Pianist who groped girl, 15, overturns teaching ban
A CONCERT pianist has won a High Court challenge against the Education Secretary’s decision to ban him from teaching indefinitely after sexually assaulting a girl of 15 while simultaneously French-kissing her mother.
Robin Zebaida, 51, was convicted in November 2013 of groping the girl at his flat in St John’s Wood, north-west London.
However, a judge has ruled that, as Zebaida was not employed as a teacher either at the time of the conduct or at the time his case was referred to the minister, there was no jurisdiction to impose the ban.
The Oxford-educated classical pianist was sentenced in a criminal trial to a two-year conditional discharge order, issued with a sex offenders’ notice for two years and ordered to pay a victim surcharge.
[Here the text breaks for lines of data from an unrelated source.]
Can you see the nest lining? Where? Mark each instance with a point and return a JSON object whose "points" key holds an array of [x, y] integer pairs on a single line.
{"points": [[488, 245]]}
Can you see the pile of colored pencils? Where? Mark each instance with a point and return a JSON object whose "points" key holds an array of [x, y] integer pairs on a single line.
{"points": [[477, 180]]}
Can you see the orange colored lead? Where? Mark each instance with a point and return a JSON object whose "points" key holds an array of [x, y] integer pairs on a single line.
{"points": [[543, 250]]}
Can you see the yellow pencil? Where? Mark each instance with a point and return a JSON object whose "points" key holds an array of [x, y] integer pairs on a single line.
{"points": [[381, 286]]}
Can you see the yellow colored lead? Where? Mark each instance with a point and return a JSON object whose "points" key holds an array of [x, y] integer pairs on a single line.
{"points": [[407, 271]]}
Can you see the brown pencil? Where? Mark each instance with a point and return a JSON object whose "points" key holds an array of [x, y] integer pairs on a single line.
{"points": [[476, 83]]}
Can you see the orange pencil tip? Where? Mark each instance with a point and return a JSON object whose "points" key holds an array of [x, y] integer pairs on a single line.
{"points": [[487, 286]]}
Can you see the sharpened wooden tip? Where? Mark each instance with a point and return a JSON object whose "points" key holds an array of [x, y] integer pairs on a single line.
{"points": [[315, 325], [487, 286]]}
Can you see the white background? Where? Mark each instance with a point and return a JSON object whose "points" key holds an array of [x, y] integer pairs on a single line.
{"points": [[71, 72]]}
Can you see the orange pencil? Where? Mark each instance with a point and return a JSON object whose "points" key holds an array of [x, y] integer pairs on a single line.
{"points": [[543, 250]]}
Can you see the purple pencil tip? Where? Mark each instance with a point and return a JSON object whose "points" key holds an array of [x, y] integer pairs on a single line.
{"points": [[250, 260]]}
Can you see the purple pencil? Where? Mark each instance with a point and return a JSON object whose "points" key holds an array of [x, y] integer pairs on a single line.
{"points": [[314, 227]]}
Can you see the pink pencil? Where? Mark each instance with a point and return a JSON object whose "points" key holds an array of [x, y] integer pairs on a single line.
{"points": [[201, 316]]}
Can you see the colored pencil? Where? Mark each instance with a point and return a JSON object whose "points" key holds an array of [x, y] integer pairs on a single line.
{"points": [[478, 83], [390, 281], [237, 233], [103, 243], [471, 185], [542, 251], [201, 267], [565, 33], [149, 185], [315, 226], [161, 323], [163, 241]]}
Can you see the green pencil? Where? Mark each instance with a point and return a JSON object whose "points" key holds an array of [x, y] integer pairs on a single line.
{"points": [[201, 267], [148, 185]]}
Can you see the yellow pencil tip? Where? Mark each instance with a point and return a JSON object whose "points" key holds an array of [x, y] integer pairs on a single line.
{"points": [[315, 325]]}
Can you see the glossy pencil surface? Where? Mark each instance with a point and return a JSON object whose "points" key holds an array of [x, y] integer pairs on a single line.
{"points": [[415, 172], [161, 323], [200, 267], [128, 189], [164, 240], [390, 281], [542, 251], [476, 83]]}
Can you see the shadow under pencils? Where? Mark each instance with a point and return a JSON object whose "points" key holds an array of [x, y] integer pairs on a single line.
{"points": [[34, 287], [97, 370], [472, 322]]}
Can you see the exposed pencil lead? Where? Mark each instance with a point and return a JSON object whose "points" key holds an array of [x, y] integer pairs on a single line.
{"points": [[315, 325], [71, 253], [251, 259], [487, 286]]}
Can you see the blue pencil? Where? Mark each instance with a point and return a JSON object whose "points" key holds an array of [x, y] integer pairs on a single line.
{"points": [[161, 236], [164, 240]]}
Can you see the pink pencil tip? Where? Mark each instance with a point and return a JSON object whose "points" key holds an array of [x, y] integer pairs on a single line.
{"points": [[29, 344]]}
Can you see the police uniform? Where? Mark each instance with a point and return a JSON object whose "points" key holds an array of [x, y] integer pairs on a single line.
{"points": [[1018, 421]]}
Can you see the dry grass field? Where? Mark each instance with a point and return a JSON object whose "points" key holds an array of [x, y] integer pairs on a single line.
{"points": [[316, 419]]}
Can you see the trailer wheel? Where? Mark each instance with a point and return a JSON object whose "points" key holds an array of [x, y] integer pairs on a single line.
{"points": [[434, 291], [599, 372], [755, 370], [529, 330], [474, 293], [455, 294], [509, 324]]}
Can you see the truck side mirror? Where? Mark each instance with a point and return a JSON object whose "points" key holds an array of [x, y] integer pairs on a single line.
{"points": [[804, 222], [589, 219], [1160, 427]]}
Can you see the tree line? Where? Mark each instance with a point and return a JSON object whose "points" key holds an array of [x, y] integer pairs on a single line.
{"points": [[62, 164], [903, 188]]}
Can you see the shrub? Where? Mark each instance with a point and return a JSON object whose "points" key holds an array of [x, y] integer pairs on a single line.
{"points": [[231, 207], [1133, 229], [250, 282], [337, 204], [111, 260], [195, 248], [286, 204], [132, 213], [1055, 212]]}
The judge considered the offence to be “a grave misjudgment” which took advantage of the vulnerability of a child.
Zebaida appeared before a teachers’ professional conduct panel in April 2015 to face a charge of “bringing the profession into disrepute”. Zebaida’s representative argued the panel had no authority “to hear allegations about a teacher not currently teaching”. In 2000, he was a part-time music teacher at the Oratory school in London for one term. Between 1998 and 2013 he was a freelance music examiner for the Associated Board of the Royal Schools.
Judge Anne Molyneux found the Education Secretary did not have jurisdiction to make the prohibition order.
A Department for Education spokesman expressed “extreme disappointment” with the judge’s ruling.